Ries frequently uses the language of the scientific method—qualitative data, empirical research, experimentation—in The Lean Startup. This rhetoric attempts to persuade the audience of the validity and credibility of the Lean Startup method. Ries writes that true experiments begin “with a clear hypothesis that makes predictions about what is supposed to happen. It then tests those predictions empirically” (57). To clarify, Ries’s method starts with a theoretical or logical assumption to then be verified by observation and experience. On a small scale, the leap-of-faith assumption about customer behavior or market viability determines the type of MVP built and experiment conducted. Using the Build-Measure Feedback loop, the empirical data from the MVP’s performance informs the next iteration of product development. If the product resonates and attracts customers, the company can persevere. If the product appeals to customers, but a certain feature fails to deliver the hypothetical outcome, the company begins tuning the engine in the process of product development. If the product fails to capture attention or sell, then the company must pivot. On a larger scale, the vision foregrounds the business strategy and the process of product development. This hierarchy of operations and decisions relies on the scientific method to warrant the efficacy of the lean startup philosophy.

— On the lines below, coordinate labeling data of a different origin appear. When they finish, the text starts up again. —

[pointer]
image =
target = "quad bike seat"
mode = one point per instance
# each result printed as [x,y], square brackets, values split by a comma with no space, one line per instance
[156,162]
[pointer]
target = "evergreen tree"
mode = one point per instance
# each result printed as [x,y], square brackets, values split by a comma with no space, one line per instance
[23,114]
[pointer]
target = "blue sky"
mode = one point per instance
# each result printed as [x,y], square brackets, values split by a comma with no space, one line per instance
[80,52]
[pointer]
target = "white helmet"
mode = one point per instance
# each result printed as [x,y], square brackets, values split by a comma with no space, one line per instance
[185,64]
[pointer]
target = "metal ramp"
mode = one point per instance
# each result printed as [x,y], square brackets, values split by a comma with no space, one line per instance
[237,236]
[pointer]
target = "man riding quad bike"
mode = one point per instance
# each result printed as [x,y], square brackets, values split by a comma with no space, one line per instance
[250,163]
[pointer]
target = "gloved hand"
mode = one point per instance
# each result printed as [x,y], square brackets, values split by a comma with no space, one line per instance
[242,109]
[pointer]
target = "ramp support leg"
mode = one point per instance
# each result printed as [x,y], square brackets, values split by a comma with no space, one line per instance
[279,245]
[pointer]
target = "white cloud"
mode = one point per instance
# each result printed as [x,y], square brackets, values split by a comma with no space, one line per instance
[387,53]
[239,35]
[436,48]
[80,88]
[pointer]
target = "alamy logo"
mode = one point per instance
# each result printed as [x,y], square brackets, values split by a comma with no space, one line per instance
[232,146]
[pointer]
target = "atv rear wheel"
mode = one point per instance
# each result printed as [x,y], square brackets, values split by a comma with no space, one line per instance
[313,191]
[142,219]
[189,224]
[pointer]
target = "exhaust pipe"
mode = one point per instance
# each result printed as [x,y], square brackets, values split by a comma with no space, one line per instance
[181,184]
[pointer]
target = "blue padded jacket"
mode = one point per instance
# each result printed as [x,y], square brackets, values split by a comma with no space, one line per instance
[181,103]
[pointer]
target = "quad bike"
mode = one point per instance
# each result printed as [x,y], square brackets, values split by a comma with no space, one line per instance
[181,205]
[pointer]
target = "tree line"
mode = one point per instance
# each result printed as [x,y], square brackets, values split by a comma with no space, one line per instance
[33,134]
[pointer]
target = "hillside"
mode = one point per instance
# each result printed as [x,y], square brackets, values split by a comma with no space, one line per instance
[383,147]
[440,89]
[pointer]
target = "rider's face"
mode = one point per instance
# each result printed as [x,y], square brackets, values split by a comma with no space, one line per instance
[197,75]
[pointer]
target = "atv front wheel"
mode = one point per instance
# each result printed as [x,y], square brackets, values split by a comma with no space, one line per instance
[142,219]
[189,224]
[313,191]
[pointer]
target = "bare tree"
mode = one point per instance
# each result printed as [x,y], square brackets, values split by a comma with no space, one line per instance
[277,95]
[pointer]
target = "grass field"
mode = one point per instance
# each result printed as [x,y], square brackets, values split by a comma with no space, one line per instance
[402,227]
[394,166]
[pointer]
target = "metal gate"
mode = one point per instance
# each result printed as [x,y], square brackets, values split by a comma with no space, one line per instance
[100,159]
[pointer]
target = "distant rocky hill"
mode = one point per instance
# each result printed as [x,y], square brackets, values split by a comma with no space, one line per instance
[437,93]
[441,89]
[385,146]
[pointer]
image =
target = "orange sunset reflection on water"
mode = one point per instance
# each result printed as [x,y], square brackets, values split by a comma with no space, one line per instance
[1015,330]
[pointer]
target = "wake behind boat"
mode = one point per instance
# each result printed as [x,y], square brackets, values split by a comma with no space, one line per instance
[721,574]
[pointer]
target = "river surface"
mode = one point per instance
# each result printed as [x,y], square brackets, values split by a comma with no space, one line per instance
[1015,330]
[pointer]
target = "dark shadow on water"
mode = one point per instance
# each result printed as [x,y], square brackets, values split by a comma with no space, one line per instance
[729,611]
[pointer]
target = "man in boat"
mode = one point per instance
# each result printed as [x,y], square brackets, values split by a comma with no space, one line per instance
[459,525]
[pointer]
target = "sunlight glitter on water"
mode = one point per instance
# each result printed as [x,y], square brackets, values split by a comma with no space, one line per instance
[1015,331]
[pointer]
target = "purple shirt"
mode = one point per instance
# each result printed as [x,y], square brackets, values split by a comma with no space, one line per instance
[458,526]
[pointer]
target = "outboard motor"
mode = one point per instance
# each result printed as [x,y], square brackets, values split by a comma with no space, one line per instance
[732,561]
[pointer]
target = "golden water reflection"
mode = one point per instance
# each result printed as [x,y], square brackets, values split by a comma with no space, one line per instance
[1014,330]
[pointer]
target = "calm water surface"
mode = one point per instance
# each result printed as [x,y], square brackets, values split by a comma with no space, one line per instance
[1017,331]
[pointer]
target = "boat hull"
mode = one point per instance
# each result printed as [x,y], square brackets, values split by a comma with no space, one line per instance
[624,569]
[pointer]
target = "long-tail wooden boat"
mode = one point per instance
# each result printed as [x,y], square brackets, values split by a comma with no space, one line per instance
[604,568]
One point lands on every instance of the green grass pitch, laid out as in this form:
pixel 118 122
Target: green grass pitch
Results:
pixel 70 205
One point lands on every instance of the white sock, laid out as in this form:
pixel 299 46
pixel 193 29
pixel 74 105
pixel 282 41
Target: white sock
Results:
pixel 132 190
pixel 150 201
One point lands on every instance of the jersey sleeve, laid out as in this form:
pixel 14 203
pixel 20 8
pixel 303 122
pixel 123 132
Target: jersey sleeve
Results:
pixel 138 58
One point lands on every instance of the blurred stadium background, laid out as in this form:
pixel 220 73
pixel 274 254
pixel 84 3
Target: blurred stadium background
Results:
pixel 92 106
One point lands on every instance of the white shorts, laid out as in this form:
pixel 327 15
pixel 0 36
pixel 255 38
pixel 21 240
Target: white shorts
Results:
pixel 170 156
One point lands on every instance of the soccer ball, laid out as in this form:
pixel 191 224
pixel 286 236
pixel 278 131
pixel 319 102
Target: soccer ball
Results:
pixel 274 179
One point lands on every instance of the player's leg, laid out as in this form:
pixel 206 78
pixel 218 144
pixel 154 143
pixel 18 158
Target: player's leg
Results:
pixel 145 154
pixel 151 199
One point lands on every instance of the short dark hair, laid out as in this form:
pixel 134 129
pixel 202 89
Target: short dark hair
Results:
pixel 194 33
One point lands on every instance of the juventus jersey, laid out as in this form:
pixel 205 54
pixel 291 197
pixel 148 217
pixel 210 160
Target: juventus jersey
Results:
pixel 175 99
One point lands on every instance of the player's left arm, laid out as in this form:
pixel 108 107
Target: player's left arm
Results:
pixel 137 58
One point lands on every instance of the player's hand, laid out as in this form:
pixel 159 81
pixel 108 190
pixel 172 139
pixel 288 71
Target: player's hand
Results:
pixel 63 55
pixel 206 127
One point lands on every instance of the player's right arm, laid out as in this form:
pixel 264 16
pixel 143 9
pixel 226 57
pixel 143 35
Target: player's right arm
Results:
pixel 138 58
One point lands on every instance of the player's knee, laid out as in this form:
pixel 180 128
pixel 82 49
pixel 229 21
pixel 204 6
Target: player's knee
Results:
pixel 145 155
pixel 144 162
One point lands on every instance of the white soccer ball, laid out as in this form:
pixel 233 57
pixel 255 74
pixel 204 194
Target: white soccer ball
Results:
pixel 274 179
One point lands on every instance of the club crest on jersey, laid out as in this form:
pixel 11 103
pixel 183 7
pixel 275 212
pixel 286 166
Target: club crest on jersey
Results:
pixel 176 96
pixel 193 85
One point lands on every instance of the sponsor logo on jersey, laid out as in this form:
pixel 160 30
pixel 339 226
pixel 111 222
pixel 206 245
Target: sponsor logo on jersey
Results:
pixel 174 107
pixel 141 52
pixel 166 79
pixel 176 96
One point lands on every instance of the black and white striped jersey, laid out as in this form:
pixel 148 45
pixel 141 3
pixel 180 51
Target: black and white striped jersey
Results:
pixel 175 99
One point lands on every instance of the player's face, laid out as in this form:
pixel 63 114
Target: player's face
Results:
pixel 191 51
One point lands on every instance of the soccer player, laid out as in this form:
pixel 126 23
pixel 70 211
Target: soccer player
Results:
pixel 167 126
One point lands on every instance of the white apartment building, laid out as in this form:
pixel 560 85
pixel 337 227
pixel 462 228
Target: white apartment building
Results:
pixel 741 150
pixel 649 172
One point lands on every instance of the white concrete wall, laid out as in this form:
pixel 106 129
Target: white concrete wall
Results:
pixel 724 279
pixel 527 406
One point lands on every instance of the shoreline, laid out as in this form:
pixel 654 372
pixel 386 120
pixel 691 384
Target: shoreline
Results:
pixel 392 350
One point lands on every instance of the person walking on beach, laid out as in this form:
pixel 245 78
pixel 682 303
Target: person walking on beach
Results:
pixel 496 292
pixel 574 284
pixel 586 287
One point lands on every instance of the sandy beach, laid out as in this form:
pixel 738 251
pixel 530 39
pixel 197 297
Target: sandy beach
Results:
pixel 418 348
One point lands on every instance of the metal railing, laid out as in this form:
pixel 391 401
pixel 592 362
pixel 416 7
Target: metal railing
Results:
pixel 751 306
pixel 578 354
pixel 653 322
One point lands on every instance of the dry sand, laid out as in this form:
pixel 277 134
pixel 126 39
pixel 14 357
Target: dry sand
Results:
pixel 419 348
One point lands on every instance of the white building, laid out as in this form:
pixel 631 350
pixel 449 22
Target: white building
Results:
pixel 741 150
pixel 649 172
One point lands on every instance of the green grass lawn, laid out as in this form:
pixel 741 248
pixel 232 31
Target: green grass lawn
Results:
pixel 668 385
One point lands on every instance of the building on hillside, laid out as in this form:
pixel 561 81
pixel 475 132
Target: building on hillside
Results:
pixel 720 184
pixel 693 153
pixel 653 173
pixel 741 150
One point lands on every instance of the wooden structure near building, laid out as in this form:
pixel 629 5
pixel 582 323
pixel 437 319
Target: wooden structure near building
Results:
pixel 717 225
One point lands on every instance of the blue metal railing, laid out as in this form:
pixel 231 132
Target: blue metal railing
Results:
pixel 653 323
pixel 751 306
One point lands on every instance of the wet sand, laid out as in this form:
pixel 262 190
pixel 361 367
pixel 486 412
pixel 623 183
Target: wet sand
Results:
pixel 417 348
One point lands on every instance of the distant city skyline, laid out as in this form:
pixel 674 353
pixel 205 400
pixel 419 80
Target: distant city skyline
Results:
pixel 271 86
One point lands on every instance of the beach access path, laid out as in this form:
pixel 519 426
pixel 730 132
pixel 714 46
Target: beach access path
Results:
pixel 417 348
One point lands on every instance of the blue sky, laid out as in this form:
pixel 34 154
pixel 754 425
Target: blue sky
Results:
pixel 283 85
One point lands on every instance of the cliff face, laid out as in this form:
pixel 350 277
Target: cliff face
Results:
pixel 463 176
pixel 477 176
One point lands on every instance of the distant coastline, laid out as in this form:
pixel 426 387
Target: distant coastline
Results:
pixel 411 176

Despite the rigorous testing and analysis of data that Ries espouses, the scientific method demands a human element, defined as “vision, intuition, and judgement,” to mobilize creativity towards productive and innovative ends (149). For instance, when an entrepreneur needs to decide whether to pivot or persevere, inventiveness and ingenuity supplement the decision-making grounded in scientific methodology. Still, Ries emphasizes that human folly can misguide the startup, especially when the company disregards or forgets the scientific principles practiced in their product development. Thus, Ries advocates for a balanced scientific method that empowers creativity under the guidance of empirical observation and experimentation. In other words, “[t]he heart of the scientific method is the realization that although human judgement may be faulty, we can improve our judgement by subjecting our theories to repeated testing” (150).
Some standard practices of the scientific method in the Lean Startup method include split-testing, continuous deployment, and customer testing. Despite the habitual application of these strategies, Ries recounts how he and his employees constantly needed to fight the status quo. In the throes of constant innovation, suggestions abound: “go back to waterfall development, use more quality assurance (QA), use less QA, have more or less customer involvement, use more vision and less data, or interpret data in a more statistically rigorous way” (269). Instead of becoming overwhelmed by incessant recommendations, Ries applied the scientific method to test the hypotheses of his teammates and collect real-world data on the outcomes. Therefore, the scientific method not only applies to material experimentation in product development, but also pertains to theoretical issues at higher levels of decision-making.